It has also rebranded its fish Spencer Gulf Hiramasa Kingfish to make a stronger provenance connection to the pristine southern Australian waters where the fish are grown.

The company is a full-cycle commercial kingfish producer and breeds, farms and sell Yellowtail Kingfish.

It offers premium sashimi and table fish in Europe, producing more than 2000 mt a year of Spencer Gulf Hiramasa Kingfish from fingerling to 4.5kg.

Yellowtail Kingfish, with its creamy white to pale pink flesh is known for its sashimi qualities but is also gaining traction as a versatile cooked product.

The new processing plant has been increasing output since August 2017 and will be fully operational by early 2018.

It will help reduce costs and give Clean Seas greater control over its supply chain.

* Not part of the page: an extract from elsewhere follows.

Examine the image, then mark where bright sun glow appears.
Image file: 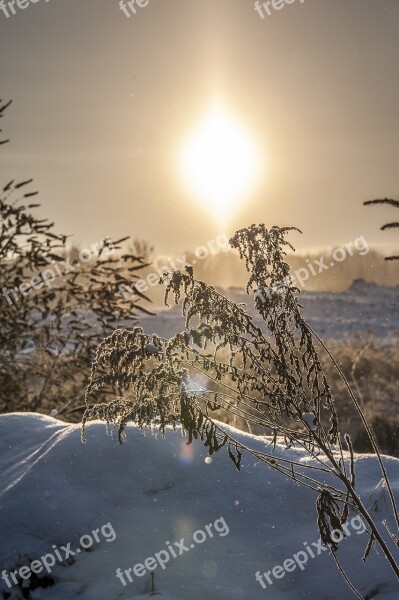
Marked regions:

Previously its fish were processed under contract in the South Australian regional town of Port Lincoln.

The new liquid nitrogen rapid freezing technology will begin operating in January and is capable of freezing fish in 22 minutes, compared with up to six hours for the company’s existing freezers.

This fast freezing preserves the quality of the fish but reduces the freight cost from about AUD$4 (US$3.06) per kg to less than AUD$1 per kg.

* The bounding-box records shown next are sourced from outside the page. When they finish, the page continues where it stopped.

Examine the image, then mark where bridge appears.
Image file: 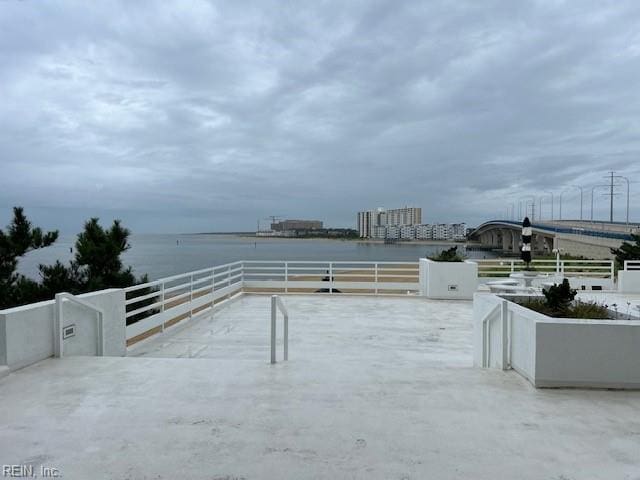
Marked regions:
[470,220,640,258]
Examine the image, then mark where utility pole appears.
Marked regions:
[616,175,631,225]
[605,172,619,223]
[609,172,614,223]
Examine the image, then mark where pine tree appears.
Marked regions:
[0,207,58,309]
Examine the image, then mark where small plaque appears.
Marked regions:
[62,323,76,340]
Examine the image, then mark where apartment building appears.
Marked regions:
[357,207,422,238]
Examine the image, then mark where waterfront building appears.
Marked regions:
[385,225,401,240]
[415,224,433,240]
[357,207,422,238]
[400,225,416,240]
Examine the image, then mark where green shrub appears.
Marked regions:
[518,278,611,319]
[427,247,464,262]
[542,278,578,312]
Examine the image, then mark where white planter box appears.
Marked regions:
[473,293,640,389]
[420,258,478,300]
[618,270,640,293]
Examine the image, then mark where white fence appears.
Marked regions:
[125,261,419,343]
[473,293,640,389]
[243,261,420,295]
[473,258,616,280]
[624,260,640,272]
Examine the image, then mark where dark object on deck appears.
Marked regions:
[315,270,342,293]
[520,217,531,267]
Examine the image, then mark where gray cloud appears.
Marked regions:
[0,0,640,232]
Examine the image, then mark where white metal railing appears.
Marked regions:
[53,292,104,357]
[624,260,640,271]
[481,300,509,370]
[243,260,420,295]
[472,258,615,280]
[124,260,420,341]
[124,262,242,340]
[271,295,289,364]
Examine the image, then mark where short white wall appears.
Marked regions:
[477,275,612,293]
[419,258,478,300]
[618,270,640,293]
[535,319,640,388]
[473,293,640,389]
[0,289,126,370]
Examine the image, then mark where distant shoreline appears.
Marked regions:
[190,232,467,246]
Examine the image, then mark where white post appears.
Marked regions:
[271,295,278,364]
[160,282,165,332]
[53,293,63,358]
[373,263,378,295]
[609,260,616,288]
[284,262,289,293]
[500,300,509,370]
[189,273,193,318]
[211,268,216,315]
[329,262,333,293]
[284,314,289,360]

“It’s still very much the early days for this species, it’s not a particularly well-known species around the world but we see prospects both for growth in its traditional form – a large fresh sashimi product – but also in the value added food products as well,” says Head.

“We have ambitions in the next couple of years to expand from just straight processing into value added food production as well.”

“We’re interested in things like smoked kingfish, tartare, pre-sliced, sashimi and possibly ceviche.”